Restrictive Covenants: Companies Need to get it Right to Protect Against Competition

Companies should check that post termination restrictions go no further than reasonably necessary. If they do, they are unenforceable.   

Restrictive Covenants, if properly written, act as a safety net.  For example, they can prevent a departing employee taking commercially sensitive information about operations, and customers, to a competitor. 

The difficulty is these post termination restrictions must be no wider than is reasonably necessary to protect a legitimate business interest.  This has been illustrated in the case of Square Global Limited v. Leonard, a recent case heard in the High Court.

In this case, a broker was contracted to give a six-month notice period.  There were also restrictions on working for a competitor for six months, after the end of his employment.

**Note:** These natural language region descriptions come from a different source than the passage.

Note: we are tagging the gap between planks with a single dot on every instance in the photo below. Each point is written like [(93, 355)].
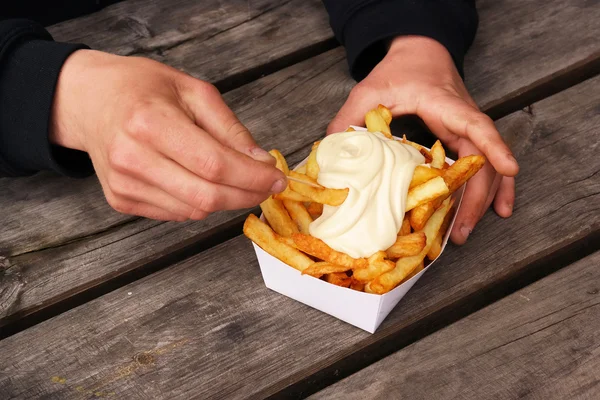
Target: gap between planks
[(539, 90)]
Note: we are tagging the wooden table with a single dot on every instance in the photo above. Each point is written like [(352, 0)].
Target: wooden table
[(96, 304)]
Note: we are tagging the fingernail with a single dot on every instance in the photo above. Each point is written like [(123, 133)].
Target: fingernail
[(465, 231), (279, 186), (261, 155)]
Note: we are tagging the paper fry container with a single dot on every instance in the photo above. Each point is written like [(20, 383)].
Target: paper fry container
[(363, 310)]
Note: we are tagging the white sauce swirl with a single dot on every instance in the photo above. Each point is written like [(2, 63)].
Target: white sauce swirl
[(377, 172)]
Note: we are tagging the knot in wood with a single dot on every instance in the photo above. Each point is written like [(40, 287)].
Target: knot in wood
[(144, 358)]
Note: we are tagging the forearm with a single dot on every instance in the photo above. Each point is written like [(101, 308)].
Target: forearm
[(30, 63), (366, 28)]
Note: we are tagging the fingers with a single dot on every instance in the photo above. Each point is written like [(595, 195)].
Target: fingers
[(467, 122), (171, 133), (475, 199), (196, 194), (505, 198), (214, 116), (352, 112)]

The broker handed in his notice, with immediate effect, and left to work for a competitor. His former employer tried to prevent him from working for the competitor, and relied on the employment contract. In response, the broker claimed he had been constructively dismissed, arguing this released him from his obligation to give notice, and also from the non-compete clause.

The High Court upheld the employer’s argument, and was persuaded that the six-month non-compete clause was reasonable. This was because the restriction went no further than was reasonably necessary to protect the employer’s legitimate business interests. It was also in line with the industry standard. The court also decided that the broker was required to serve out his six-month notice period, on top of the six-month restriction, keeping him out of the market for a total of 12 months. 

This compares with a case in 2014, Ashcourt Rowan Financial Planning Limited v Hall.  Here, the High Court held a restriction was unenforceable, that prevented a former employee working for a competitor for six months after employment terminated.  This was because the covenant was too widely drawn, and went beyond protecting the legitimate business interests of the employer. 

The law has always regarded contractual terms that restrict activity after the termination of employment as 'in restraint of trade,' and void, unless two conditions are met.  These are that the employer has a legitimate interest to protect, and the restriction is strictly limited to what is reasonably necessary to protect a business.

This is a reminder that employers need to ensure that restrictive covenants are no more than reasonably necessary, and focus on activities which would involve the employee directly competing with their old employer.  Trying to do a catch-all is impossible to enforce. 

Garden leave, and how or when that might be offset, should also be tackled.  What is important is that any restrictions are carefully drafted, and checked at the outset.